Three-year CDs have an average 3.80% APY. However, you must wait three years before withdrawing to avoid paying a penalty. 

But many experts don’t recommend a CD with this term length or longer while rates are still rising. Locking your money into a rate today long-term could keep you from likely much higher returns before the CD reaches maturity.

It’s best to consider other savings options that offer liquidity and variable interest rates, such as a high-yield savings account or money market account, or even a shorter-term CD.

How to Open a 2-Year CD

If you’re considering a two-year CD — or any new certificate of deposit —  always compare rates, fees, and other account details before opening. Online banks often offer the most competitive rates. Be sure to look for minimum deposit requirements, early withdrawal penalties, and other account perks that could be worthwhile for your financial goals, such as tracking your interest, online banking, and rate guarantees within a certain timeframe. 

When you’ve narrowed down your choice, you’ll need to provide your Social Security number or tax identification number to open your account, as well as other personal information. You also may need other bank account information to make an online deposit to open your CD via electronic transfer, instead of cash or a check. 

2-Year CD FAQs

Will 2-year CD rates go up?

Yes, as the Federal Reserve continues rate hikes, experts predict that CD rates will increase across most terms.

What if rates go up while I have money deposited?

If your bank raises interest rates after you open a CD account, you’ll still have the APY you agreed to when opening your account.
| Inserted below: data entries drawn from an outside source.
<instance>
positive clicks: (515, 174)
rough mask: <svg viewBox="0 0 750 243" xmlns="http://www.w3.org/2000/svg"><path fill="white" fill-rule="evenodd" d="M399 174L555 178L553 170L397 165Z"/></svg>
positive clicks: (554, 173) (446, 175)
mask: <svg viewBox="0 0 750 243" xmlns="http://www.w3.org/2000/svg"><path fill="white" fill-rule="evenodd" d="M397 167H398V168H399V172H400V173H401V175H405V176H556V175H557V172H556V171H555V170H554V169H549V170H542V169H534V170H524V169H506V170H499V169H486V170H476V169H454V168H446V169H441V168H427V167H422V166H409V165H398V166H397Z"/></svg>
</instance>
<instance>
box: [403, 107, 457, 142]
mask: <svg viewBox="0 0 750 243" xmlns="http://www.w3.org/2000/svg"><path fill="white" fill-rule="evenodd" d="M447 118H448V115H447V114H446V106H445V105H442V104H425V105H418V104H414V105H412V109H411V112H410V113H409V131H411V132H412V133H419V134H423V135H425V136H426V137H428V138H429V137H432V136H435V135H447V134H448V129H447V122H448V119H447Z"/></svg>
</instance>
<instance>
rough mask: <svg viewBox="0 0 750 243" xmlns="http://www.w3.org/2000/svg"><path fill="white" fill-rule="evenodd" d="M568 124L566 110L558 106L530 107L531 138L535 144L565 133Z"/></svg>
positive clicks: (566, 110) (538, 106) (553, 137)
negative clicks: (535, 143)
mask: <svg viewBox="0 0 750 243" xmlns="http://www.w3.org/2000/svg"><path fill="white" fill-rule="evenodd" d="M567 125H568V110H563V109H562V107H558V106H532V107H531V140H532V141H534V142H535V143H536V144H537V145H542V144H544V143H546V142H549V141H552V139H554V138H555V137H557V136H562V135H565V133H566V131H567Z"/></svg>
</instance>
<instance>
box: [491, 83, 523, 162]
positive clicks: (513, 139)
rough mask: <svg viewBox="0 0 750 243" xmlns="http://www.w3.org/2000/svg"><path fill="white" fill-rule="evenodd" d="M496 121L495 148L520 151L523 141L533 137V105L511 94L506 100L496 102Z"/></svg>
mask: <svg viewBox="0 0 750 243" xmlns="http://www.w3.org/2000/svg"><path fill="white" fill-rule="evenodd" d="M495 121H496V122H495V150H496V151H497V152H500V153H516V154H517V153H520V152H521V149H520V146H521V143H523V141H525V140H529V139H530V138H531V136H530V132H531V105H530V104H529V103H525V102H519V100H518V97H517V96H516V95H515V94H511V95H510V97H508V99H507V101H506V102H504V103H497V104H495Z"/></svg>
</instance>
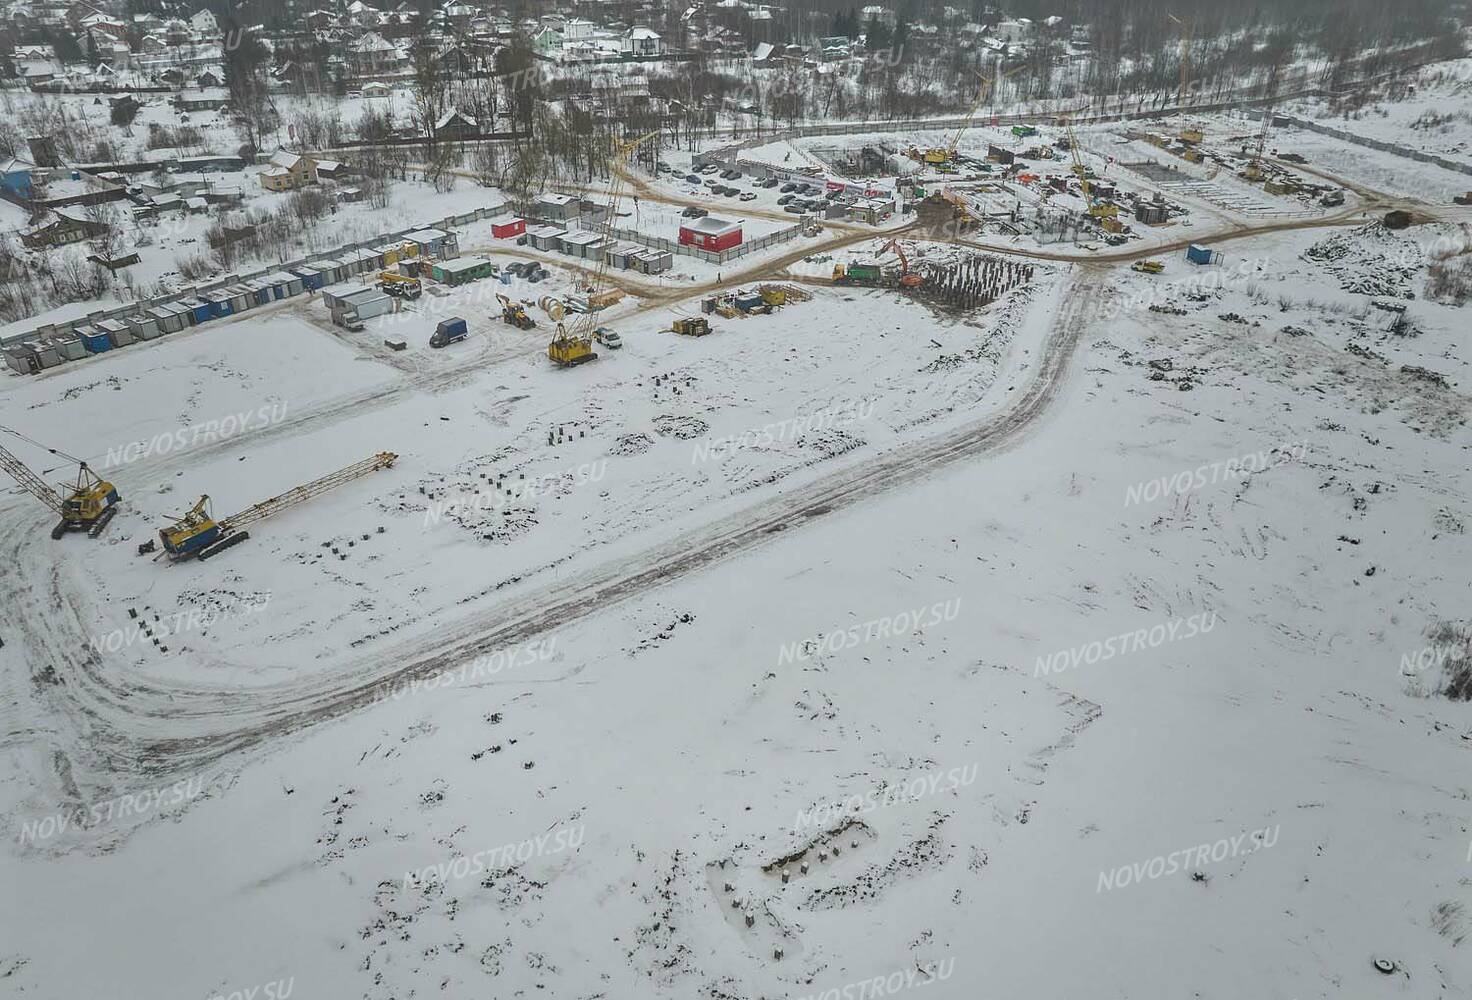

Different types of CDs — such as a no-penalty or bump-up CD — can help you avoid penalties and take advantage of higher rates even after account opening.

What if I want to withdraw my money before 24 months?

If you want to withdraw money before your CD matures, you’ll pay a penalty on your principal balance. Typically, this penalty is equal to a few months’ interest, but check with your individual bank before opening.